MECHANICAL EFFECTS OF ULTRASOUND CLEANING ON NITINOL MICRO-COMPONENTS--INVESTIGATING VIBRATION DYNAMICS DURING ACOUSTICAL CLEANING PROCESSES

摘要

Ultrasonic cleaning is the gold-standard method to clean micro components like stents from a wide range of particle types and sizes. Material interactions during cleaning arise from ultrasonic induced excitations and imploding cavitation bubbles, however, the mechanical impact on the material and geometrical structure is still unclear. Crush-force measurements are used to evaluate the mechanical impact of ultrasound. Discontinuities (cracks/voids and tight radii as occurring in tip-areas) on the stent surface are identified as preferred sites of bubble formation. Real-time laser vibrometry and advanced image-processing techniques are applied to investigate vibration dynamics during ultrasound exposure with typical process parameters. Effects of ultrasound on crush-force remain inconclusive since force measurement is highly dependent on stent position.
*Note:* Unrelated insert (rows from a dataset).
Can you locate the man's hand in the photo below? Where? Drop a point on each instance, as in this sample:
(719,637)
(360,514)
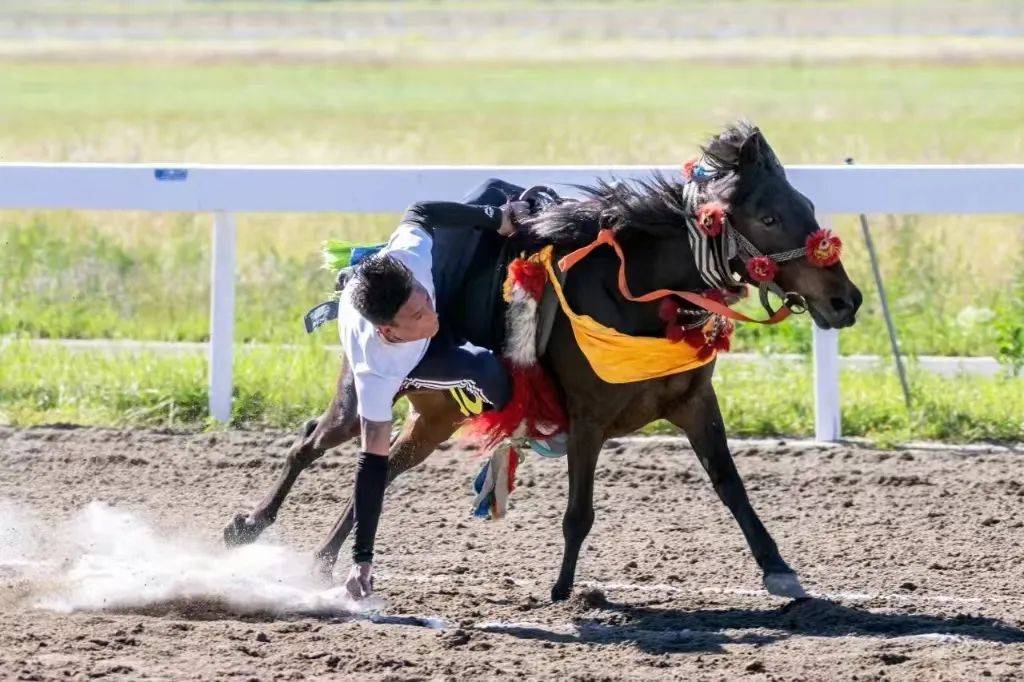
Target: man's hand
(513,214)
(359,583)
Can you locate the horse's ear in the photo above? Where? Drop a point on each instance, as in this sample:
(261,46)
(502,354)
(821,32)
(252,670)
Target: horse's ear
(756,152)
(751,150)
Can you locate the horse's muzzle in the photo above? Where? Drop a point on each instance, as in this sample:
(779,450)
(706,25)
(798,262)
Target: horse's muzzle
(838,311)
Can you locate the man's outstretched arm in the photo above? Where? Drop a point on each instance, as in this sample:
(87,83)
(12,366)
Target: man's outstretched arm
(453,215)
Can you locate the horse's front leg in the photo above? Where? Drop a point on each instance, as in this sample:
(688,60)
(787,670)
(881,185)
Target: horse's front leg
(434,419)
(338,424)
(700,419)
(584,446)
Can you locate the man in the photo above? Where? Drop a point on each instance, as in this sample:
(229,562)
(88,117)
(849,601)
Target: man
(393,339)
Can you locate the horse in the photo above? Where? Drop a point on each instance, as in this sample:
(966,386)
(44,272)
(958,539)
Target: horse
(649,219)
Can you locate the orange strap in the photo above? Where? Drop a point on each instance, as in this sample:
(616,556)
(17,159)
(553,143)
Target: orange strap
(607,237)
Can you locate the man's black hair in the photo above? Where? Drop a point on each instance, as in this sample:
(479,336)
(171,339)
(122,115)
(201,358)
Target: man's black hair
(381,285)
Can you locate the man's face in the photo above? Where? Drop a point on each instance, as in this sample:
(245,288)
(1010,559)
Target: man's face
(416,320)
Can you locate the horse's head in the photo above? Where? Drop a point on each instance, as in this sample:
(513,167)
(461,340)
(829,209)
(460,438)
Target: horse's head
(775,219)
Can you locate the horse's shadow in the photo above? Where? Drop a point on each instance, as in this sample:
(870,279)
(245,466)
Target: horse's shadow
(670,630)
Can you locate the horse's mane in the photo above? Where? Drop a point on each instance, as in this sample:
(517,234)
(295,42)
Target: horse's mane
(653,205)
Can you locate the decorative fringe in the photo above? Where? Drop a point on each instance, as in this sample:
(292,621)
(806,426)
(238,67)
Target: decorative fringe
(495,482)
(535,410)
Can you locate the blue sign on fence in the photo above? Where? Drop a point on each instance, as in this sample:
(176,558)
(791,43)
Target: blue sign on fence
(171,174)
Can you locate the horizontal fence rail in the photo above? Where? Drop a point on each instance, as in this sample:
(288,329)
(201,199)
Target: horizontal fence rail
(223,190)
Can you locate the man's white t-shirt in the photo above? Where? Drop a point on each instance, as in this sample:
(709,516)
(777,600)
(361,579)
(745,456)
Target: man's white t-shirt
(380,367)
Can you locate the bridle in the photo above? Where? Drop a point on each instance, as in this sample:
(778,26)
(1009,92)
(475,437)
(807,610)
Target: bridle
(821,249)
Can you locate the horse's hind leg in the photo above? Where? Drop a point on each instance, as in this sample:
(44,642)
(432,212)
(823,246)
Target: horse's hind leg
(434,420)
(335,426)
(700,419)
(584,446)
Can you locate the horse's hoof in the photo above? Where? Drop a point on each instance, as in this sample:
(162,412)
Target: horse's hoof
(324,568)
(784,585)
(560,592)
(242,530)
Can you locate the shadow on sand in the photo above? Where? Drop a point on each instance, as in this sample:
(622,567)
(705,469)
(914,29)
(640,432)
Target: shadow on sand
(669,630)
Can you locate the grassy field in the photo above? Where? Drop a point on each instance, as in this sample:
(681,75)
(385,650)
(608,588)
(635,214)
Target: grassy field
(283,389)
(955,283)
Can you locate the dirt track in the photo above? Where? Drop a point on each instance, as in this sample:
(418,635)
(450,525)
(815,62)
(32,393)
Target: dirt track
(916,556)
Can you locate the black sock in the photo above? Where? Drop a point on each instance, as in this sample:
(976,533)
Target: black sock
(371,479)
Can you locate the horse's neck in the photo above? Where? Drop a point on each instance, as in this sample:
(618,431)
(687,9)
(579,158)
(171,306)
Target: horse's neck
(660,263)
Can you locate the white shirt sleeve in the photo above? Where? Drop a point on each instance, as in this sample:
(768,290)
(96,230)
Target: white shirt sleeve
(376,395)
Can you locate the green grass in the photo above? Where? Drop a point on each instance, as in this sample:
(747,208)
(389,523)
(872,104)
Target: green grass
(282,389)
(107,274)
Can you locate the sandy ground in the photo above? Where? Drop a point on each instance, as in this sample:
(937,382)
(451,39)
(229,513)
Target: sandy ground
(914,558)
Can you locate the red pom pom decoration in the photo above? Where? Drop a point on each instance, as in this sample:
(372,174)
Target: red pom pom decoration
(711,216)
(688,169)
(675,333)
(762,268)
(823,248)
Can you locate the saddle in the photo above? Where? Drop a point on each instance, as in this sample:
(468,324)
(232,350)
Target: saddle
(469,273)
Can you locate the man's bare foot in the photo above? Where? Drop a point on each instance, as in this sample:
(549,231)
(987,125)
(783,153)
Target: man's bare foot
(359,583)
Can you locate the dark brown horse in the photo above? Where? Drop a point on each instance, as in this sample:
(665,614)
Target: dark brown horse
(763,207)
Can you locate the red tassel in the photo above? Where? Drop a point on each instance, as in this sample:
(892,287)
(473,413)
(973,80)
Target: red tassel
(528,274)
(762,268)
(668,310)
(711,217)
(534,399)
(513,465)
(823,248)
Ultrasound appears to have no significant negative impact on surface quality of Nitinol stents. Even cracks present before ultrasonic excitation do not show any further propagation after ultrasound exposure. There is no indication of ultrasound being a cause of micro cracks or voids. Marker material (Gold) shows severe erosion when being exposed to ultrasound. Stents are excited by frequencies occurring in ultrasonic cleaning baths with a corresponding displacement in the range of +-50nm.